9 Toen antwoordde Doeg, de Edomiet, die bij de knechten van Saul stond, en zeide: Ik zag den zoon van Isai, komende te Nob, tot Achimelech, den zoon van Ahitub;

10 Die den HEERE voor hem vraagde, en gaf hem teerkost; hij gaf hem ook het zwaard van Goliath, den Filistijn.

11 Toen zond de koning heen, om den priester Achimelech, den zoon van Ahitub, te roepen, en zijns vaders ganse huis, de priesters, die te Nob waren; en zij kwamen allen tot den koning.

12 En Saul zeide: Hoor nu, gij, zoon van Ahitub! En hij zeide: Zie, hier ben ik, mijn heer!

13 Toen zeide Saul tot hem: Waarom hebt gijlieden samen u tegen mij verbonden, gij en de zoon van Isai, mits dat gij hem gegeven hebt brood en het zwaard, en God voor hem gevraagd, dat hij zou opstaan tegen mij tot een lagenlegger, gelijk het te dezen dage is?

14 En Achimelech antwoordde den koning en zeide: Wie is toch onder al uw knechten getrouw als David, en des konings schoonzoon, en voortgaande in uw gehoorzaamheid, en is eerlijk in uw huis?

15 Heb ik heden begonnen God voor hem te vragen? Dat zij verre van mij, de koning legge op zijn knecht geen ding, noch op het ganse huis mijns vader; want uw knecht heeft van al deze dingen niet geweten, klein noch groot.

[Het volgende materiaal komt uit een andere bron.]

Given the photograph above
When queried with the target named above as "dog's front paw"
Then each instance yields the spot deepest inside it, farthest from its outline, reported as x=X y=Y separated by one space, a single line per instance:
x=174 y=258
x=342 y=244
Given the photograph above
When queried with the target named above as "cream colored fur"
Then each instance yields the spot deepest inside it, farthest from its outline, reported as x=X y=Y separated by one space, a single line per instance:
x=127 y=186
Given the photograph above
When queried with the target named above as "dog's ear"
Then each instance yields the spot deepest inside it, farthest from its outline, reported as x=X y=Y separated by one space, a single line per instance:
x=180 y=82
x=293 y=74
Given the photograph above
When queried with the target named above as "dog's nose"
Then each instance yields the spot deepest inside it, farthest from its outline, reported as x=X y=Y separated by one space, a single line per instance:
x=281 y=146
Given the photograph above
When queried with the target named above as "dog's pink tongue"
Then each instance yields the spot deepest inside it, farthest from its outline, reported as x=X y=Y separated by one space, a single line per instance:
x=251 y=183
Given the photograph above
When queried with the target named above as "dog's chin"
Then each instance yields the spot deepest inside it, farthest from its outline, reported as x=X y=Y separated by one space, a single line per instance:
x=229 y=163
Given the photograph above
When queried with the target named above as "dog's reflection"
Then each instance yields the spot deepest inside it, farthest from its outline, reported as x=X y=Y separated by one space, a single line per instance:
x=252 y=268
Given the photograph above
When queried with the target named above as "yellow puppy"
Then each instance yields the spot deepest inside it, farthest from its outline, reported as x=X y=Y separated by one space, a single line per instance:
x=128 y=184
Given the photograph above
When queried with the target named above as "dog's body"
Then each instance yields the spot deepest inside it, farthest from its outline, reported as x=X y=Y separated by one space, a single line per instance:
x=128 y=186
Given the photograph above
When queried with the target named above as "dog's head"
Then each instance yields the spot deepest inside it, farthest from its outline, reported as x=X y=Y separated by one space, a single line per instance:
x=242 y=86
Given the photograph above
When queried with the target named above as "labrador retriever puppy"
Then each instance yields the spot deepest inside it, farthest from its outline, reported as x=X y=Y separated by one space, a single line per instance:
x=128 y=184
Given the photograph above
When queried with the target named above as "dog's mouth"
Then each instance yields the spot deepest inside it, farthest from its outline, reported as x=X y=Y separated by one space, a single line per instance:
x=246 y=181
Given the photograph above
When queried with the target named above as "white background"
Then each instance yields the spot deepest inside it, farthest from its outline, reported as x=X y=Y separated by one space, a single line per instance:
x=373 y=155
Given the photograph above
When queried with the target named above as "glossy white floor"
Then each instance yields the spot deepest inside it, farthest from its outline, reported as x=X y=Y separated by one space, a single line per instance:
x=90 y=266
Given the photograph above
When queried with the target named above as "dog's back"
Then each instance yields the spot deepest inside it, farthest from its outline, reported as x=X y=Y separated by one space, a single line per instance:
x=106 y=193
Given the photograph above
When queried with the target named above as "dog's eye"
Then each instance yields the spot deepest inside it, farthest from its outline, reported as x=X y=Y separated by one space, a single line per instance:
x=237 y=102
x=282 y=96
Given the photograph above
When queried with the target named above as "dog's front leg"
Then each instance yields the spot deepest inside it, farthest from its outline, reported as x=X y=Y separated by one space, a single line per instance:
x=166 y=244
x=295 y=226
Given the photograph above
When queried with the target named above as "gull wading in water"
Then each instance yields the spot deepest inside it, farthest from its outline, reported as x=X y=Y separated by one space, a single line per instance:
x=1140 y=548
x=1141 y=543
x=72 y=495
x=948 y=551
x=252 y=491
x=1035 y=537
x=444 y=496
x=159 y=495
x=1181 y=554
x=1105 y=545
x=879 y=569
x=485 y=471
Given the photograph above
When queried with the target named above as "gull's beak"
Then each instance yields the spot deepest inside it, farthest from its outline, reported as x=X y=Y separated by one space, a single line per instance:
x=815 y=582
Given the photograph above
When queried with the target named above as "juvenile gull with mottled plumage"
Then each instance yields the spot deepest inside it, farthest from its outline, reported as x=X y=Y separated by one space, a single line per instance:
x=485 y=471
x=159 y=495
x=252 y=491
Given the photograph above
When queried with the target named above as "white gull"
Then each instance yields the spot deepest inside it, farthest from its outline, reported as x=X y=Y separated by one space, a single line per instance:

16 Doch de koning zeide: Achimelech, gij moet den dood sterven, gij en het ganse huis uws vaders.

17 En de koning zeide tot de trawanten, die bij hem stonden: Wendt u, en doodt de priesters des HEEREN, omdat hun hand ook met David is, en omdat zij geweten hebben, dat hij vluchtte, en hebben het voor mijn oren niet geopenbaard. Doch de knechten des konings wilden hun hand niet uitsteken, om op de priesters des HEEREN aan te vallen.

18 Toen zeide de koning tot Doeg: Wend gij u, en val aan op de priesters. Toen wendde zich Doeg, de Edomiet, en hij viel aan op de priesters, en doodde te dien dage vijf en tachtig mannen, die den linnen lijfrok droegen.

19 Hij sloeg ook Nob, de stad dezer priesters, met de scherpte des zwaards, van den man tot de vrouw, van de kinderen tot de zuigelingen, zelfs de ossen en ezels, en de schapen, sloeg hij met de scherpte des zwaards.

20 Doch een der zonen van Achimelech, den zoon van Ahitub, ontkwam, wiens naam was Abjathar; die vluchtte David na.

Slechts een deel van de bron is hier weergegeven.